As the U.K. election campaign recently show-cased, anti-Semitism has reared its ugly head elsewhere. But everyday life in Germany has been punctuated by moments of ideologically motivated violence that have shocked the political class. Earlier this year, a local politician from Merkel’s Christian Democratic party was killed in the city of Kassel by a man with a right-wing extremist background. The number of hate crimes against Jews, including vandalism of tombstones or synagogues, has been on the rise, and Germany’s commissioner for anti-Semitism said in May he couldn’t recommend that Jews would always be safe wearing a kippa head covering in public.

Beyond Rhetoric

Merkel, the daughter of a Lutheran pastor, has consistently spoken out against anti-Semitism. Even before she became chancellor, she kicked a legislator out of the CDU caucus for anti-Semitic remarks and she later criticized German Pope Benedict for controversial remarks over the Holocaust, earning herself flak from her own rank and file. She’s previously visited concentration camps in Dachau and Buchenwald and has been to the Yad Vashem memorial in Jerusalem four times.

“Angela Merkel has a very clear and ethically-reflected view of Jewish life in Germany,“ said Rabbi Gesa Ederberg of the Oranienburger Strasse Synagogue. “This has always been a central affair of the heart for her. Her way of dealing with this topic clearly goes beyond the normal political rhetoric of German politicians.”

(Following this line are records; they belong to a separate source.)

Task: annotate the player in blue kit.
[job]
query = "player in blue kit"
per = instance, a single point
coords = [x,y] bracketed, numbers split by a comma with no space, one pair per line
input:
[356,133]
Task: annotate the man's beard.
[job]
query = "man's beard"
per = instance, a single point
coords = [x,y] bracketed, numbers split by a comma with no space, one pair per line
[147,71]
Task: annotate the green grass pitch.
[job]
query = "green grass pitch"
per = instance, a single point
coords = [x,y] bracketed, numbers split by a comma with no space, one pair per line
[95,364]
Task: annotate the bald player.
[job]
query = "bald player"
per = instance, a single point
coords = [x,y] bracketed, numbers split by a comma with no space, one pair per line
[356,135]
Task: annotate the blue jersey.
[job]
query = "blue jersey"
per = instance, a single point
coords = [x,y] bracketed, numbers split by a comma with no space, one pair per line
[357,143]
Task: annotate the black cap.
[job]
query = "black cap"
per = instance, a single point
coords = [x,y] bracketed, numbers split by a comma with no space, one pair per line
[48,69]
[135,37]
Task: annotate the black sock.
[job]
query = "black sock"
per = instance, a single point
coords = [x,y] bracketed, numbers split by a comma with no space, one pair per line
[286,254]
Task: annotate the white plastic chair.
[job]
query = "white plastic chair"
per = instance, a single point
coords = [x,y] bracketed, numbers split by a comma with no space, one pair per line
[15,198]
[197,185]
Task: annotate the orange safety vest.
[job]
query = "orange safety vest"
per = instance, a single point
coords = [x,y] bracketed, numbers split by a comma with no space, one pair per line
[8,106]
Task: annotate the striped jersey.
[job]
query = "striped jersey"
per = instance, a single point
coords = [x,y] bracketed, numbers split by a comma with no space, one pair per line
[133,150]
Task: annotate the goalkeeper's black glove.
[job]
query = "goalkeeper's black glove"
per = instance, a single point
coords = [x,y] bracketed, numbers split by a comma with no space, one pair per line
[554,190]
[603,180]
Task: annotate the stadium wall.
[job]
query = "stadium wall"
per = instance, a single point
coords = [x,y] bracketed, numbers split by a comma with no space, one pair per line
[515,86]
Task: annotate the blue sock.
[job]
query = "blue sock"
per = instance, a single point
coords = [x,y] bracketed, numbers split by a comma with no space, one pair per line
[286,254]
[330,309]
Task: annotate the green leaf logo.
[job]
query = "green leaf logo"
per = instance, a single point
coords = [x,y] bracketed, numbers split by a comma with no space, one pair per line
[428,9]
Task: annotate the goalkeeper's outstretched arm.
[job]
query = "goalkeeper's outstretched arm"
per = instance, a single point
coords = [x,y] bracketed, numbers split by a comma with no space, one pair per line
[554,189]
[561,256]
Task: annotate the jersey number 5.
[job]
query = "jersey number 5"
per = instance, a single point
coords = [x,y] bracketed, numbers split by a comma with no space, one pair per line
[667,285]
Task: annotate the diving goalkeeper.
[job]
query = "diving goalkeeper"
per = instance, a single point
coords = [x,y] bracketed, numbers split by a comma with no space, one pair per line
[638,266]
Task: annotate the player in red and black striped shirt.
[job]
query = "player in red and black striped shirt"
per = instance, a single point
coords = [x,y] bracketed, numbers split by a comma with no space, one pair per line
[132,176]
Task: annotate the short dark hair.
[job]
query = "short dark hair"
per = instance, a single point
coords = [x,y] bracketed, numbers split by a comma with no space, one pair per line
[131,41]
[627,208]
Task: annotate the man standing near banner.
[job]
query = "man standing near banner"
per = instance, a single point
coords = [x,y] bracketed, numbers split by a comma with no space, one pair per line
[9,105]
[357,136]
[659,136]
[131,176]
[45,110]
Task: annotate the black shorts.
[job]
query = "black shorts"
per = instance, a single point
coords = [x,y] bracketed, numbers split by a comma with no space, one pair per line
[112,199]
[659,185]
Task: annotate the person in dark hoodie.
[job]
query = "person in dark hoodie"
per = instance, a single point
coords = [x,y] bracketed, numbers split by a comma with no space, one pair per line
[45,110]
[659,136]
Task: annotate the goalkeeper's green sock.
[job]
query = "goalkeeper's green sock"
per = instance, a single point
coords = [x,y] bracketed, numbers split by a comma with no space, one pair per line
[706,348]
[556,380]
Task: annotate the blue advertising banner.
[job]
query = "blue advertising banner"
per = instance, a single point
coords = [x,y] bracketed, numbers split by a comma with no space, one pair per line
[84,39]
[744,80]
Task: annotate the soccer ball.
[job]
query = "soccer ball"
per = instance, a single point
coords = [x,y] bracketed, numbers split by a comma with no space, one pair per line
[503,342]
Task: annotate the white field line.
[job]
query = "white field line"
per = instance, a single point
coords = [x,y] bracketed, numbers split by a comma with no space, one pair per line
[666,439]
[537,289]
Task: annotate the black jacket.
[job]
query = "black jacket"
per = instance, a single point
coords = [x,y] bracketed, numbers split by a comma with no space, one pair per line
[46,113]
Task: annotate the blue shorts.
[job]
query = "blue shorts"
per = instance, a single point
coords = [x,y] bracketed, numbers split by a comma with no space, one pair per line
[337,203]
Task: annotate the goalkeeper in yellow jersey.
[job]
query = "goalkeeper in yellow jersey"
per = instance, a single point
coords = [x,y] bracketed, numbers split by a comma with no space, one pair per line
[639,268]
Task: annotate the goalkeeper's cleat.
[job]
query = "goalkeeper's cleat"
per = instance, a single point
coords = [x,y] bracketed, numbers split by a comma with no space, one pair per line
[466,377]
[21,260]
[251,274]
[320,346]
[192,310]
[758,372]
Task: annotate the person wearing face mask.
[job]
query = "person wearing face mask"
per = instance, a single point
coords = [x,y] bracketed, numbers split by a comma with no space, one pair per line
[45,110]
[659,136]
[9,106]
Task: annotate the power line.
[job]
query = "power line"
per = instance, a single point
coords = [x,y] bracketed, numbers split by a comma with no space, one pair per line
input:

There may also be a particular sense of responsibility for Merkel, who critics even in her own party argue, contributed to the resurgence of right-wing extremism by allowing more than a million refugees into the country. That, they say, created deep divisions within German society and helped fuel the rise of the right-wing populist AfD, some of whose leaders have belittled Nazi atrocities. Until recently some Christian Democratic politicians had sympathized with parts of the AfD.

Frustration

They distanced themselves more clearly after a resurgence of ultra-nationalist violence this year, and the government has stepped up surveillance of would-be perpetrators and the protection of potential victims.

But frustration is growing, as Merkel herself experienced at the tail end of her visit to the Berlin synagogue when a bystander heckled her, saying it was time she stopped treating such incidents as isolated crimes committed by individuals.

There was also much debate in the local press about the timing of Merkel’s first visit to Auschwitz, as it coincides with a party convention of the Social Democrats, her junior coalition partner, which was threatening to abandon her coalition and potentially end her 14-year reign prematurely. A visit on Jan. 27, the 75th anniversary of the camp’s liberation by Soviet troops, would have been the obvious occasion for a visit but by that time her coalition could already have been in deep crisis mode, the argument went.

Organizers and the Chancellery denied any political motives behind the visit, which began with an invitation from the Auschwitz-Birkenau Foundation founded 10 years ago by the now late, former Polish foreign minister, Wladyslaw Bartoszewski, who himself had survived the camp.

“Auschwitz is an important symbol, but it matters more what is done in terms of concrete political decisions,” Ederberg, the rabbi, said. “And Merkel has done a lot.”